デフレーション・ターゲット制

デフレーション・ターゲット制とは、中央銀行が物価下落率を一定の負の目標値に設定し、その目標を維持することを目的とした金融政策枠組みである。

目次

概要

概要(デフレーション・ターゲット制)の図解

デフレーション・ターゲット制は、インフレーション・ターゲット制の逆概念として提唱された。物価指数が下落し続けるデフレーションは、消費・投資の先行き不透明感を高め、実質利子率を引き上げることで経済活動を抑制するリスクがある。したがって、デフレーションを一定の負の水準に抑えることで、経済の安定化を図ろうとする試みである。主に長期にわたるデフレーション圧力が懸念される経済環境、例えばデフレーション期に入った先進国の金融政策議論の中で理論的に検討されることが多い。実際にデフレーション・ターゲット制を採用した事例は極めて稀で、概念的な枠組みとして議論されることが主流である。

役割と機能

役割と機能(デフレーション・ターゲット制)の図解

デフレーション・ターゲット制の主な役割は、物価下落率を予測可能な範囲に収め、期待インフレーションを安定させることで実質利子率の不確実性を低減することである。
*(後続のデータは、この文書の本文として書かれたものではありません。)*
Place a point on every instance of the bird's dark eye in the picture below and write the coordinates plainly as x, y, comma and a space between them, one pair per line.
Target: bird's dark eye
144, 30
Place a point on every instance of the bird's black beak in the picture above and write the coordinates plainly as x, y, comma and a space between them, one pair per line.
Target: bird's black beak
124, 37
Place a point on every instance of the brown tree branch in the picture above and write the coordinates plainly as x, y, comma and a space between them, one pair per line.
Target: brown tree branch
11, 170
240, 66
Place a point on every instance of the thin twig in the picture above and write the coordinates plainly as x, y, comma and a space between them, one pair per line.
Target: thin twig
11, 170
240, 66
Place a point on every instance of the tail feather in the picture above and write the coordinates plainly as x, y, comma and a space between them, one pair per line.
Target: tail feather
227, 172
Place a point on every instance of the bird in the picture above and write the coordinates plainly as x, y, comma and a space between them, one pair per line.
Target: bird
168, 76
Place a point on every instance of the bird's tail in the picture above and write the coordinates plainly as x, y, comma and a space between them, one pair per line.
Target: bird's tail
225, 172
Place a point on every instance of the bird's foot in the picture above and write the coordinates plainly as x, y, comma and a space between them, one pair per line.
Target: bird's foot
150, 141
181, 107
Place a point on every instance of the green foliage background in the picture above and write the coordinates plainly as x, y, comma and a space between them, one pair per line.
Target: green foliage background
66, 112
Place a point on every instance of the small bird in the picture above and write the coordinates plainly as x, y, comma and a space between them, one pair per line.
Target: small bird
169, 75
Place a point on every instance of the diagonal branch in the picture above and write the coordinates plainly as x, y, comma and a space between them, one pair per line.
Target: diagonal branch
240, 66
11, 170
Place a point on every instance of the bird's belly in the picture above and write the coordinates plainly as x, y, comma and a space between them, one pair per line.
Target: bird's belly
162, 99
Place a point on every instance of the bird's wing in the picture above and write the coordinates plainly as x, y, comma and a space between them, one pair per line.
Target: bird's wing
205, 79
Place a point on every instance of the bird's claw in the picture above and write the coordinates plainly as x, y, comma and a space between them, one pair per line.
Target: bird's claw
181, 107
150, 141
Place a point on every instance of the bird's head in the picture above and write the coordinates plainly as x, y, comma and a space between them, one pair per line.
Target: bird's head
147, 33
中央銀行は政策金利の設定、公開市場操作、資産購入プログラム(QE)などの手段を用いて、デフレーション率を目標値に近づけるように市場にシグナルを送る。例えば、政策金利を極端に低く設定し、金融市場に流動性を供給することで、企業や消費者の借入コストを抑え、需要を刺激する。さらに、デフレーション率の目標を公表することで、企業や個人の期待インフレーションを低め、デフレーションの自立的拡大を抑制する役割も果たす。

特徴

特徴(デフレーション・ターゲット制)の図解

  • 負の目標値設定
    インフレーション・ターゲット制が正の目標を設定するのに対し、デフレーション・ターゲット制は負の値を設定する。これにより、物価下落率が目標を上回る(より大きなデフレーション)場合に政策の強化が必要となる。

  • デフレーションスパイラルへの対抗策
    デフレーションが進行すると実質利子率が上昇し、消費・投資が減少するデフレーションスパイラルを防ぐため、中央銀行は積極的に市場に資金を供給する。

  • 非伝統的金融政策の必要性
    物価下落率を制御するためには、政策金利がゼロ近辺に達した場合でも、資産購入やマイナス金利政策などの非伝統的手段を併用する必要がある。

  • 期待管理の重要性
    デフレーションの目標を公表することで、企業や消費者の期待インフレーションを低減させ、デフレーションの拡大を抑える。期待が安定しないと、デフレーションが自己強化的に進む恐れがある。

現在の位置づけ

現在の位置づけ(デフレーション・ターゲット制)の図解

デフレーション・ターゲット制は、実際に採用された事例はほぼ存在しない。主に理論的議論の対象として、デフレーションが長期化する経済(例:日本の長期デフレーション期)や、金融政策の限界を検討する際に用いられる。実務上は、中央銀行はインフレーション・ターゲット制を採用しつつ、デフレーションリスクを抑制するためにゼロ金利政策や量的緩和を実施している。近年の金融市場の変動や金融危機後の政策対応を通じて、デフレーション・ターゲット制の概念は、デフレーションリスクを定量的に測定し、政策の適切なタイミングを判断するための指標として注目されつつある。